Dès que j'ai donné la vie, j'ai voulu que mes enfants sachent d'où nous venions pour qu'ils avancent, riches de ces alluvions multiples hérités du métissage qui est en ces temps ce que sera demain. Car nous sommes tous métis par la culture. Les voyages, les mentalités moins étriquées ne posent plus un regard méprisant ou un jugement sectaire sur les sangs-mêlés. Là ne s'arrête pas ma démarche, mon besoin d'écriture est mû par un besoin intime comme Georges Simenon qui disais, je cite :
« J'écris par ce que j'ai dès mon enfance éprouvé le besoin de m'exprimer et que je ressens un malaise quand je ne le fais pas ».
Fin de citation.
Je pense que j'ai besoin d'écrire, comme un musicien a besoin de composer de la musique, un sculpteur de faire naître des formes dans les matières qui lui sont propres, un peintre de faire naître sur la toile ce que caresse son regard ou ce que lui offre son imagination.
Mon vécu est loin d'être un long fleuve tranquille... il est riche de rires, de larmes. Il est celui d'une femme d'origine africaine, qui a osé briser des tabous, qui a levé un coin de voile sur sa vie avec un zeste de pudeur et qui a choisi d'occulter des pages d'histoire même les plus sombres des deux Congo en transcrivant sans jamais tricher une vie qui a toujours comme toile de fond cette terre congolaise où je suis née. Ce vécu partagé entre l'histoire de mondes diamétralement opposés, l'Europe et l'Afrique Noire.
Je tiens aussi à continuer ce devoir de mémoire au nom de tous les êtres précieux qui m'ont été arrachés avec une violence extrême. J'ai le sentiment de les faire « vivre » dans tous mes ouvrages, de les immortaliser sans les déifier. L'écriture est pour moi un puissant exutoire contre l'adversité ! Une façon de transcender la mort. Mais elle est aussi pour moi, le ravissement d'un souvenir.
Depuis que j'ai mis mes écrits en pleine lumière en les faisant éditer, j'ai éclairé des zones d'ombre, j'ai surtout pris conscience que sans le vouloir j'ai rendu service à la postérité grâce à ce travail de mémoire. Tant de jeunes gens, de femmes et d'hommes de mon âge ayant vécu au Congo me disent :
« Émilie vous avez écrit, mon histoire, vous avez écrit notre histoire ».
De nombreux témoignages de lectrices et lecteurs d'ici ou d'ailleurs et surtout issus de la communauté de métis, autrefois appelés « mulâtres » voire « évolués », sont heureux de retrouver les empreintes de leur passé, surtout celle de leurs parents à travers mes ouvrages.

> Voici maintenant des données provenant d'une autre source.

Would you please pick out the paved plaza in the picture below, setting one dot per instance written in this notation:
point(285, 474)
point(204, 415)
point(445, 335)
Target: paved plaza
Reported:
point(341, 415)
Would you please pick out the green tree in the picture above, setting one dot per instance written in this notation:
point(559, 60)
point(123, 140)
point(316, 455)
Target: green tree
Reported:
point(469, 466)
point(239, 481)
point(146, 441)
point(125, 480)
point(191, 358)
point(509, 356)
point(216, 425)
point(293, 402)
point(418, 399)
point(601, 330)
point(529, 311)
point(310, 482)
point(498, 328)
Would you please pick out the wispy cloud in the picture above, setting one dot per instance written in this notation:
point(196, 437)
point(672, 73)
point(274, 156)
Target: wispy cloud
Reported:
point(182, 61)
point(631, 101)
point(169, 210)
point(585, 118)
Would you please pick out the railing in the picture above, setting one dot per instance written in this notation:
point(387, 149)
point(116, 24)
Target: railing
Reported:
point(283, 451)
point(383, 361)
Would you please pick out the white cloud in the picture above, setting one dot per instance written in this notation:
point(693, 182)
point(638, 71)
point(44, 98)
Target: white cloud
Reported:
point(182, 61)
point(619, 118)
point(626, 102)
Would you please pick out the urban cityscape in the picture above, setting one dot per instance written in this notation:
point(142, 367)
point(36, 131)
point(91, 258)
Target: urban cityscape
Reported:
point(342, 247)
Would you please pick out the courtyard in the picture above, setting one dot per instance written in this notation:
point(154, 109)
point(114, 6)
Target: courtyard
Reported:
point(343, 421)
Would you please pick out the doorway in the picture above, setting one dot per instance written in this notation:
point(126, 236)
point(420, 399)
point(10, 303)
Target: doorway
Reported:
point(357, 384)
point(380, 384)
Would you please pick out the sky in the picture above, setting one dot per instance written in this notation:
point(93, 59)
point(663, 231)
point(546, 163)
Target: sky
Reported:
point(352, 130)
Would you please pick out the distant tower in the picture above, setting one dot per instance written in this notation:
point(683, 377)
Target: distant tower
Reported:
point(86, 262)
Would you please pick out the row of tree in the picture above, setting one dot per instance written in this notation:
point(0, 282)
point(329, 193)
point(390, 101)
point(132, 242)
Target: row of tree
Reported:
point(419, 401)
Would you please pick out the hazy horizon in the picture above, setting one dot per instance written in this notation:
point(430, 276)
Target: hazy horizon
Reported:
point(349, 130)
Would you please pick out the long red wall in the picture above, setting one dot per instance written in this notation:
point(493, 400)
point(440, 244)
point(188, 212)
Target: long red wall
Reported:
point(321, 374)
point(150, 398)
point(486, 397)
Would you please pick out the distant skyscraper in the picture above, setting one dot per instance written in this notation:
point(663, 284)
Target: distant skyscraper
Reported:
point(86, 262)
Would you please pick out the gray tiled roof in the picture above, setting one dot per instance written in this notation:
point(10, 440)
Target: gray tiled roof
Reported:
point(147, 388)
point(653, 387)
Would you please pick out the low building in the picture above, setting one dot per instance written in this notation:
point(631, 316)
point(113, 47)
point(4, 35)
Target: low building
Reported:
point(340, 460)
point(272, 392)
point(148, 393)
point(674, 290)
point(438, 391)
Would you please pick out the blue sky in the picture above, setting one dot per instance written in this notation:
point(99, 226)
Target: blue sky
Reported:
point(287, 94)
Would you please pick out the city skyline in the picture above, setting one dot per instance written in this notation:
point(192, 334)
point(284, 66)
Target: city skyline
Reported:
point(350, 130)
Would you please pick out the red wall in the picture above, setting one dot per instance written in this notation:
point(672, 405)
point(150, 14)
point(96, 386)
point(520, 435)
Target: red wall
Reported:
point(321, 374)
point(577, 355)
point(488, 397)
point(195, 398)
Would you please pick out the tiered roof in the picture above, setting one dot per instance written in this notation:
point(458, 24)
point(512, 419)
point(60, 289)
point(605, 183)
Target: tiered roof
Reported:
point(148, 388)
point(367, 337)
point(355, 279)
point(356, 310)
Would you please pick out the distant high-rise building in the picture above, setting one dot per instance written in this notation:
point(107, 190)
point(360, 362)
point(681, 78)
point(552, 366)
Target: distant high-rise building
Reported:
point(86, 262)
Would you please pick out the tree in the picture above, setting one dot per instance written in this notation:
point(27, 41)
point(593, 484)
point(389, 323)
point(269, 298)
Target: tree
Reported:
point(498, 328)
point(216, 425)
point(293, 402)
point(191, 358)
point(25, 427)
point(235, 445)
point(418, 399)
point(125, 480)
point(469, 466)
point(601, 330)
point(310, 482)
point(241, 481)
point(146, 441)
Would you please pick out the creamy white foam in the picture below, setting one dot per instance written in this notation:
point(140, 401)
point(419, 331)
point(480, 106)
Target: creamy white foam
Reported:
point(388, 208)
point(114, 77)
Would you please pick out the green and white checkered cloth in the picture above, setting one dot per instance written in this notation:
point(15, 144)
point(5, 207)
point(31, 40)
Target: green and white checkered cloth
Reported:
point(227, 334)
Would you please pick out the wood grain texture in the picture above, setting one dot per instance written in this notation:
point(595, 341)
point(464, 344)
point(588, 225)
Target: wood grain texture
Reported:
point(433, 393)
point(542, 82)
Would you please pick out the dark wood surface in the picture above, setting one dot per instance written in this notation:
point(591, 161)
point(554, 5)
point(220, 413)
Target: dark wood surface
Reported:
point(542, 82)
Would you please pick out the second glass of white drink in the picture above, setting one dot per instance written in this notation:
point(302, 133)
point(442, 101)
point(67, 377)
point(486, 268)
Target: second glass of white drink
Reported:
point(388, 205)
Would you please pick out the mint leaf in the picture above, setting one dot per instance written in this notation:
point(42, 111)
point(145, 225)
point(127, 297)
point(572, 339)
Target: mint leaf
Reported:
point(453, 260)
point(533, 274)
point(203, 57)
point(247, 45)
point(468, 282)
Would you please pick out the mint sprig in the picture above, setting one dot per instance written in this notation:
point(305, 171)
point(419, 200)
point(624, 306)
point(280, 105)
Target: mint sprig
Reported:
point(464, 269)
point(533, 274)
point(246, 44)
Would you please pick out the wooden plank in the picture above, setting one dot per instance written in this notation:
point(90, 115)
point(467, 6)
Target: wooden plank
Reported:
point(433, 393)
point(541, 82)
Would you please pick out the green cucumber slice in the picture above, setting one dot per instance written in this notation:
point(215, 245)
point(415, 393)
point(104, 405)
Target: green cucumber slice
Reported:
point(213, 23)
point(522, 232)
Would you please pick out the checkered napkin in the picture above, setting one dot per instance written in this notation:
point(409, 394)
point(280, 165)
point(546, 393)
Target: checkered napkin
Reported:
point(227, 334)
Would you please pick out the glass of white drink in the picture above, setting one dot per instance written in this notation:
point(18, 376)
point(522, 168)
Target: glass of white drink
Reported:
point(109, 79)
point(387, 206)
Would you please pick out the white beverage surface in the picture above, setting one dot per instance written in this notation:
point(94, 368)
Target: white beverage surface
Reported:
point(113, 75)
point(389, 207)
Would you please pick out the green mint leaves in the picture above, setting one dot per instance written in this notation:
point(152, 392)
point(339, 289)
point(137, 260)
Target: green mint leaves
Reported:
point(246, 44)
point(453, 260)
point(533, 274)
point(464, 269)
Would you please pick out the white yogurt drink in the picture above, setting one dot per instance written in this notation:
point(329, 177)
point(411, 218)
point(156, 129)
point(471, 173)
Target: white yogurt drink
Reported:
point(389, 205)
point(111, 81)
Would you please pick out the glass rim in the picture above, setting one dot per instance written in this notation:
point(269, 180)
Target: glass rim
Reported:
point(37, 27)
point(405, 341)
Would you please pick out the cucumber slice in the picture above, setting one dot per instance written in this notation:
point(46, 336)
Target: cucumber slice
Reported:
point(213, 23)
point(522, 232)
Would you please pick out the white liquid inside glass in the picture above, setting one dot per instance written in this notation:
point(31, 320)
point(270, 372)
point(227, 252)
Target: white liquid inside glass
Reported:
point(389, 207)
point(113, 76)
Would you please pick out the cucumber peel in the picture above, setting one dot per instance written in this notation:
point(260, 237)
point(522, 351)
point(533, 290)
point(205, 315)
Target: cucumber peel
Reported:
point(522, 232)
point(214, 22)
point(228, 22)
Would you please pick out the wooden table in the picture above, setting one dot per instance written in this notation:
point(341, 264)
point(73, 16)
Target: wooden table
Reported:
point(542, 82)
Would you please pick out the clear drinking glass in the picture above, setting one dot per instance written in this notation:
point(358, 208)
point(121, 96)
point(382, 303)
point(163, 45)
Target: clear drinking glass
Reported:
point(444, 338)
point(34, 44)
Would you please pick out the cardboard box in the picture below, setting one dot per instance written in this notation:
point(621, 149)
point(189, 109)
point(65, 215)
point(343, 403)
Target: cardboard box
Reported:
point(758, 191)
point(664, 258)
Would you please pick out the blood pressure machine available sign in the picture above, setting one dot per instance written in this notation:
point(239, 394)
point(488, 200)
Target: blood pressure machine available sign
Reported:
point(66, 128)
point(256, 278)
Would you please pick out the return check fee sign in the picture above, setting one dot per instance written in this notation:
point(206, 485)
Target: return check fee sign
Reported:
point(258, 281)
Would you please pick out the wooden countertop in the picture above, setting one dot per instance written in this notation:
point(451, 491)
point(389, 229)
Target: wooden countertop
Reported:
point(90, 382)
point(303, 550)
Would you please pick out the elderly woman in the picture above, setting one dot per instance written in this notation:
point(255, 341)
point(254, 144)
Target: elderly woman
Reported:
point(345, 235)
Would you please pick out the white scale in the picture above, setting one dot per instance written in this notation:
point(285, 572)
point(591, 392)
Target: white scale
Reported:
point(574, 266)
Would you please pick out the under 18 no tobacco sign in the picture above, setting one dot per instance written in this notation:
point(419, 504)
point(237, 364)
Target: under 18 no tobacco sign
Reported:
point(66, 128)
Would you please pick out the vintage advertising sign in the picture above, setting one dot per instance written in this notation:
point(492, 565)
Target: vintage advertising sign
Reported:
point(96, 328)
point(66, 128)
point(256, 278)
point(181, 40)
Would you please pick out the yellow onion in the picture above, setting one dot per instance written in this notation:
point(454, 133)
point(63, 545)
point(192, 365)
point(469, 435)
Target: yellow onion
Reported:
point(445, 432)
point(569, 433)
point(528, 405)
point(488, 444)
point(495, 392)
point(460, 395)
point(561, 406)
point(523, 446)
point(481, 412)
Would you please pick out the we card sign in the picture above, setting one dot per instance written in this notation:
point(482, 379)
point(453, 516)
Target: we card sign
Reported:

Ces nombreuses réactions me donnent des ailes et je continue et continuerai fidèlement ce travail, que sans prétention, je qualifie aujourd'hui de :
« Mémoire par l'écriture ».
Comme le dit Philippe Claudel :
« L'écriture est à la fois une façon d'être dans l'humanité et au plus près de l'humain ».
Fin de citation.
Je pense aujourd'hui vivre en symbiose avec mon métissage et avoir trouvé une petite place dans cette humanité et au plus près du genre humain.
Avant de terminer cet exposé, je tiens à vous dire que dans les villages les plus reculés du Congo, dès qu'un enfant a quitté le sein maternel, la première langue qu'il apprend est le français. Le Congo Kinshasa est aujourd'hui le deuxième pays francophone du monde avec ses 55 millions d'habitants. Il ne faut pas oublier l'autre Congo : le Congo Brazzaville qui depuis toujours porte la langue française comme une précieuse oriflamme.
Vive la langue française, vive la langue de Molière celle qui a bercé et bercera toujours ma vie : Elle est ma langue, elle est mon chant, elle est mon rêve !
Je vous remercie de toute votre attention. Une bonne soirée à toutes et à tous.